Les autres ahuris continuent d'applaudir, peut-être parce qu'ils s'imaginent que j'ai un ultime réglage à faire pour les libérer de l'attraction terrestre. En guise d'attraction, c'est bientôt moi qui la fait. Je fais même sensation !

En effet, certains comprennent enfin que quelque chose ne tourne pas rond. Parce que la NASA à Houston est occupée, ils ne peuvent la prévenir que j'ai un problème. Donc, ils finissent par se dire qu'ils devraient agir rapidement, au cas où.
Oh, ce n'est pas pour moi qu'ils s'agitent soudain. Non, non, non... C'est juste pour leur fichu moteur. Faudrait pas qu'il retombe en carafe tout de suite, ils ne me le pardonneraient pas. Frôler les étoiles puis se retrouver cloué au sous-sol d'une planète sans intérêt, merci bien. Ils ont déjà donné !

Alors, les voilà qui s'activent comme des forcenés : les plus rapides relèvent l'échelle pendant que les plus lestes la gravissent comme des singes grimpent aux arbres ! Constatant ma situation, ils s'empressent de tout faire pour me dégager de là. Malheureusement, je me suis coincé un mollet, le plus beau, entre deux grosses tubulures en je sais pas quoi mais vachement solide et ils sont incapables de m'aider. Alors, fendant la foule agglutinée, Marcel prend les choses en main et hurle qu'il a besoin de la place, qu'il saura faire le nécessaire. Et vite ! Pour lui faciliter le passage, Obi Wan grogne quelques ordres de sa grosse voix des mauvais lendemain de cuite et tout le monde dégage le passage.

Alors Marcel monte...et plonge pour me sauver, pardon : pour sauver le moteur...

Tout le monde peut entendre ses commentaires, clamant comme quoi que l'ingénieur qui a conçu ce moteur mériterait de griller tout nu en orbite autour du premier soleil venu, qu'il vient de se coincer les mains dans un rouage qui n'a rien à faire à cet endroit, que si personne ne le retient il finira par foutre le feu à ce moteur pourri qui fait rien qu'à l'embêter. Etc...
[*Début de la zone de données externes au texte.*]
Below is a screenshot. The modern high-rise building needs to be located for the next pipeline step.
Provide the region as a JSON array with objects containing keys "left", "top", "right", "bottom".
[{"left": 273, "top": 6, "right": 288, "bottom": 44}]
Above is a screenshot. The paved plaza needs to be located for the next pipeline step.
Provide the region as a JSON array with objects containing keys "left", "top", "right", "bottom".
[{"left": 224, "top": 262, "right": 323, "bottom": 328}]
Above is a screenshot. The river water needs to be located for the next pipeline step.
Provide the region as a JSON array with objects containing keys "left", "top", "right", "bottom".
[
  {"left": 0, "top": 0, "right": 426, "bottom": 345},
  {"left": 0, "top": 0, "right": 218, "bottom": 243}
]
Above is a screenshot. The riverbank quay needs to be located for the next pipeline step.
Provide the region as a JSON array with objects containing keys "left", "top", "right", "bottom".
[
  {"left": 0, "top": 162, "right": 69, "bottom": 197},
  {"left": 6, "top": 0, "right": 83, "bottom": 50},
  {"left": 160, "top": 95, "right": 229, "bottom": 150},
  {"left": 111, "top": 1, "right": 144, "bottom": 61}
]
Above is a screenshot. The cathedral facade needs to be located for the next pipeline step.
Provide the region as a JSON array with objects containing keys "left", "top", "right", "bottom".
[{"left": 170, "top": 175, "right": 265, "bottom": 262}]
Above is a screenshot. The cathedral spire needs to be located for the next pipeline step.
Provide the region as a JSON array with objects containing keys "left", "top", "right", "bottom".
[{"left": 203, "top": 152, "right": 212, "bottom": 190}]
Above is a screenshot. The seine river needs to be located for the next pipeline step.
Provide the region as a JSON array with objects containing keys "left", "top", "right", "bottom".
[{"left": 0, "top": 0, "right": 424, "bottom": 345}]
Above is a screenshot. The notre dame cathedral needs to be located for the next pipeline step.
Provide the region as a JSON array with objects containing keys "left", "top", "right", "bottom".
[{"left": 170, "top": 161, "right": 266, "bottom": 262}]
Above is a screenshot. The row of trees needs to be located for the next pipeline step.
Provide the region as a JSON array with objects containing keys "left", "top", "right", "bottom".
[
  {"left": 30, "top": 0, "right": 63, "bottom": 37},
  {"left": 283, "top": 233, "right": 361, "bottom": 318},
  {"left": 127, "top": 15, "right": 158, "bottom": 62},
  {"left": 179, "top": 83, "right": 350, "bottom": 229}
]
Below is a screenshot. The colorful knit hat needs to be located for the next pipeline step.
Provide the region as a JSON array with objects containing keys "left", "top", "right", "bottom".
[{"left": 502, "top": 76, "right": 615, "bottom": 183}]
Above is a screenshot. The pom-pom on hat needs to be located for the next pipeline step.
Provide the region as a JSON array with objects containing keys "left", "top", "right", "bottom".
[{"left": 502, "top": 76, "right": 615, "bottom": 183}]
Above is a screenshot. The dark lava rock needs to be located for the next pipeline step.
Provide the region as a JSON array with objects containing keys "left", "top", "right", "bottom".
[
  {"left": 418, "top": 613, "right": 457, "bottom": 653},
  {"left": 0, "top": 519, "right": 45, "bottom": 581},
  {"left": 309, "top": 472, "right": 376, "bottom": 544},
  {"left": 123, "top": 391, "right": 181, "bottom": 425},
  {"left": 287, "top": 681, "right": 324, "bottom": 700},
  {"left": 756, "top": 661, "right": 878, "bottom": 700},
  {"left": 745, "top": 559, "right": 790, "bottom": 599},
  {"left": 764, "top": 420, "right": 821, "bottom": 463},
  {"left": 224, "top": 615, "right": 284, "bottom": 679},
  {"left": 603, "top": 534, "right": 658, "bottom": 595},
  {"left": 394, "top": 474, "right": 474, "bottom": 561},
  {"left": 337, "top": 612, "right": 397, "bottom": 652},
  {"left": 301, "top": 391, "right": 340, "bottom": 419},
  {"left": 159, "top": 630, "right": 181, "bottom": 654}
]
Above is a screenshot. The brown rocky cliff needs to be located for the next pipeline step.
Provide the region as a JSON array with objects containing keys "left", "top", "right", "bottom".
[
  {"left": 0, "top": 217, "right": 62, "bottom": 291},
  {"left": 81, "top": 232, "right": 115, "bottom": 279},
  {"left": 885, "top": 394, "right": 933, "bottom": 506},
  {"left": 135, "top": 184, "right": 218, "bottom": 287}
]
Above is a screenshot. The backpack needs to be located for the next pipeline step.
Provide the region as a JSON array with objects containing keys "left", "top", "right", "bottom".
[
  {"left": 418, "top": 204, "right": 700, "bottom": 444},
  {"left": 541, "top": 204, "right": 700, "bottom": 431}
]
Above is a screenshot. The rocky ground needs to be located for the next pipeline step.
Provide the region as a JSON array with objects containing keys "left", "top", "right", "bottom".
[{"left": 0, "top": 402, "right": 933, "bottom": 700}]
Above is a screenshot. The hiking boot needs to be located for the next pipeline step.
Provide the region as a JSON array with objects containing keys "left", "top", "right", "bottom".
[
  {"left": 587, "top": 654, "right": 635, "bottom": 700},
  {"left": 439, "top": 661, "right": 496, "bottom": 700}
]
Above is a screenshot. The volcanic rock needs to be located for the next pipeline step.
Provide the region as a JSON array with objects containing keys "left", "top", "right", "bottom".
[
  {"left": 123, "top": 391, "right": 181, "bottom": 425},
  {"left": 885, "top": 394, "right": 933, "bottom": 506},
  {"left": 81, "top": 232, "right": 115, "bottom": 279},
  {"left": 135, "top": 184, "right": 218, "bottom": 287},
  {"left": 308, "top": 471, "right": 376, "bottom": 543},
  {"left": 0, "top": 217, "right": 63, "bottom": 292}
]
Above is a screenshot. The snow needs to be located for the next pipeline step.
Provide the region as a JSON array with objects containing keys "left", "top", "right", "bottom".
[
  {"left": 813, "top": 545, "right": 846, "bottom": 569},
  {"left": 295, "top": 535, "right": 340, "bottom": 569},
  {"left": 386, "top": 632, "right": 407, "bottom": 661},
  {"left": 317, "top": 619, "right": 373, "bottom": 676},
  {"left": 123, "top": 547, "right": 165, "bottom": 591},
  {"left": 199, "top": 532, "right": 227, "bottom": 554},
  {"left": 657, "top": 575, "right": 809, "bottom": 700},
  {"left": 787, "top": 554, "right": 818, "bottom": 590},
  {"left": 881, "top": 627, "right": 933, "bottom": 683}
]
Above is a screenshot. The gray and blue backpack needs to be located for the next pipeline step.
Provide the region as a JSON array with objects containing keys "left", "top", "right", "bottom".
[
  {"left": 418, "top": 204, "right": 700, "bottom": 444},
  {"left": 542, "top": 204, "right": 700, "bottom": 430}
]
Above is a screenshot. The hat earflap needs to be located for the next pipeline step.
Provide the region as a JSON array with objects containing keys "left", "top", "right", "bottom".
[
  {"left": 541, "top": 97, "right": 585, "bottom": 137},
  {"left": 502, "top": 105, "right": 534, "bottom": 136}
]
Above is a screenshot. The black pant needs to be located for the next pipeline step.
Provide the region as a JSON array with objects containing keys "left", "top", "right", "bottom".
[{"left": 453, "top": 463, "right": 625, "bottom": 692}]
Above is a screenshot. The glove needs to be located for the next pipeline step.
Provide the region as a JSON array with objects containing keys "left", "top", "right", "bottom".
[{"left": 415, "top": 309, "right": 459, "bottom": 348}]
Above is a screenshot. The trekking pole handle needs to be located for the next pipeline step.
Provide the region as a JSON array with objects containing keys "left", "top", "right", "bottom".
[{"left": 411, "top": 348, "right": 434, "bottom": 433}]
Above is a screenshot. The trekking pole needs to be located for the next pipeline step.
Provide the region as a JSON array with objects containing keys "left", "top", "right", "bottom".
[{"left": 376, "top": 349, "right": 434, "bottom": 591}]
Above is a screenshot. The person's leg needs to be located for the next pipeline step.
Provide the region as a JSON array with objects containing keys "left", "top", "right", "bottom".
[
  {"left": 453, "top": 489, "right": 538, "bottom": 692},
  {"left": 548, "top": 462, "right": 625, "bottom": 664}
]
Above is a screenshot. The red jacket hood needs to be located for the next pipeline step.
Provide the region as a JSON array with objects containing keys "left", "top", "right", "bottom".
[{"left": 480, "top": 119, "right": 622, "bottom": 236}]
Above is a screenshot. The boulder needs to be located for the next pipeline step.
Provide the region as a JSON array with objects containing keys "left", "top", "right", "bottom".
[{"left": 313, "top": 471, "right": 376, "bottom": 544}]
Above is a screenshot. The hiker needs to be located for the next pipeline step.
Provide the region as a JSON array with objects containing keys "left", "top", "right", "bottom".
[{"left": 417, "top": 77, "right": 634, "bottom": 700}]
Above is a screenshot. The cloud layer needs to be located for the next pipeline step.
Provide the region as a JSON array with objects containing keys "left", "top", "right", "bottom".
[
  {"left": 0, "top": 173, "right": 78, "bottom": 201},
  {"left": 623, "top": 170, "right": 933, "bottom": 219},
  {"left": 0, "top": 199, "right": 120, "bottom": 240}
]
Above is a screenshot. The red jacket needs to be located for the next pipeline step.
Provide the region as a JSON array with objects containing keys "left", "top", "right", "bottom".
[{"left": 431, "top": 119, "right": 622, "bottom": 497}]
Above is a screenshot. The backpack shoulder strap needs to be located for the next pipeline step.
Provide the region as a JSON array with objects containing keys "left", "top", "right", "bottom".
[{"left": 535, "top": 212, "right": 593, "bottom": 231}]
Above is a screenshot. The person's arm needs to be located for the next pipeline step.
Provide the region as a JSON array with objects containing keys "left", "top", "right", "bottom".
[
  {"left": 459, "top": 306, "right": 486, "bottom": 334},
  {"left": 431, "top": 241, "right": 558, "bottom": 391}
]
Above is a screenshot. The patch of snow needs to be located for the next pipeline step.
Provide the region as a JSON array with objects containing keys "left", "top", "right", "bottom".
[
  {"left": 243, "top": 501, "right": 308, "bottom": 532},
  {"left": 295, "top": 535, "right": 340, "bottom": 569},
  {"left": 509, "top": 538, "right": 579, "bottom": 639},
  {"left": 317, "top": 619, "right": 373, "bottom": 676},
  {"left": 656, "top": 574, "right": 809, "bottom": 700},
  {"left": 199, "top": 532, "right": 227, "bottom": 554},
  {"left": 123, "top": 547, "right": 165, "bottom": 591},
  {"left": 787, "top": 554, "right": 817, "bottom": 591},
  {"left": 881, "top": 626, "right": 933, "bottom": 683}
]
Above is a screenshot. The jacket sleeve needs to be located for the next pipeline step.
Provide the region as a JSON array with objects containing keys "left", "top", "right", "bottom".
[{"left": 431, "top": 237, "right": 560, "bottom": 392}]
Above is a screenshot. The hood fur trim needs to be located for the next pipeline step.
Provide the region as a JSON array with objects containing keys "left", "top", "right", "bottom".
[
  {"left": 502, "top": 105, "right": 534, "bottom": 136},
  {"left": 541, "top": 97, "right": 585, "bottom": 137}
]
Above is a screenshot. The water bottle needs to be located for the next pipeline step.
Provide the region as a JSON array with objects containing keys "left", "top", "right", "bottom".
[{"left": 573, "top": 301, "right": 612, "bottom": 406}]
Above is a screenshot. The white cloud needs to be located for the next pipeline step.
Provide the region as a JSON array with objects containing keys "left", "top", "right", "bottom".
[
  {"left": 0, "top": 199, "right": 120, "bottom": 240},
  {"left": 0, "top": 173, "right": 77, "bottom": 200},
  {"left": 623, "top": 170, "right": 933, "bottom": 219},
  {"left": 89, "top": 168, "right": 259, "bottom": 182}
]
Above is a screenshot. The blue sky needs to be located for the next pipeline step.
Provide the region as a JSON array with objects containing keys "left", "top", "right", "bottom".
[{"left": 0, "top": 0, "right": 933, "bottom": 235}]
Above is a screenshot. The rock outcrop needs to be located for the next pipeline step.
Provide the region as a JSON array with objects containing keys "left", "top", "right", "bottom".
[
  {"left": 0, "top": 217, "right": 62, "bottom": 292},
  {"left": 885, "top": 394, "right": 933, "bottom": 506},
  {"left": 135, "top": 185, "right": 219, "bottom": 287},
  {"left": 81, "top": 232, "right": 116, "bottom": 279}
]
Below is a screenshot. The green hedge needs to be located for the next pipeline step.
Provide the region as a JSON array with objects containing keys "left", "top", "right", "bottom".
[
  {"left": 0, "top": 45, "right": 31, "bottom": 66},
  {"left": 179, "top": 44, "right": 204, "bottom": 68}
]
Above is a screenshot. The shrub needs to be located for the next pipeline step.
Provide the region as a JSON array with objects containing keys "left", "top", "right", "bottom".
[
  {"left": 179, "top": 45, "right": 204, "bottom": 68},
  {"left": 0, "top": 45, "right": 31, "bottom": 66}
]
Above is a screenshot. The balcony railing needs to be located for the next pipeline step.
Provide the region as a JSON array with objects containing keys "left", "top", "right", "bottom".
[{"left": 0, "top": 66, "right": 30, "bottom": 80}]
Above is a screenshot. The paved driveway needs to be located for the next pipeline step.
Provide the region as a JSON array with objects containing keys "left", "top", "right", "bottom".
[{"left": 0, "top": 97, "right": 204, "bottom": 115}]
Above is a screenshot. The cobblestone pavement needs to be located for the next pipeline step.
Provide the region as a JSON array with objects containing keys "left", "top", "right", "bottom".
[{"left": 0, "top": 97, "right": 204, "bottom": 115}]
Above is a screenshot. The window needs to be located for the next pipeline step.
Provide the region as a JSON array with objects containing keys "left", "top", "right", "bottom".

Tout ça pour dire qu'il en bave un brin, le malheureux. Pourtant, le meilleur reste à venir quand, à force de contorsions et commentaires de plus en plus censurables, il hurle de rire en me découvrant enfin.  A sa place, je pense que j'en aurais fais de même. Je suis littéralement planté dans le moteur mais... tête en bas. Parce qu'il a pris un autre chemin que moi, il me découvre pile à hauteur de ses yeux. Tout cela n'est pourtant pas comique, en tout cas pas assez pittoresque pour justifier de l'hilarité du mécanicien. Sauf que c'est justement ma position qui fait que la bille, cette fichue petite bille reste coincée dans une de mes narines ! C'est grâce à mon nez, j'ai presque envie de dire grâce à mon flaire, que cette bille ne s'est pas brisée en mille morceaux. 

Quand elle est tombée la première fois, ce fut pour se poser en équilibre instable sur un tuyau souple. Tuyau que j'ai arraché sans problème pendant ma chute et elle est allée se ficher dans mon nez, ce cap, que dis-je ? Cette péninsule ! Toujours est-il qu'à la fin de l'envoi de la bille, je touche, c'est clair et net. 

Le Destin, auquel j'ajoute une majuscule pour bien vous faire sentir le côté surnaturel de la situation, a fait que je me suis arrêté dans ma chute, et mon nez tout particulièrement, pile à hauteur d'une petite dépression dans une énorme couronne crantée du moteur. Marcel à tôt fait de constater que l'arrondi de cette dépression recevrait à merveille une petite bille dont il ignore tout...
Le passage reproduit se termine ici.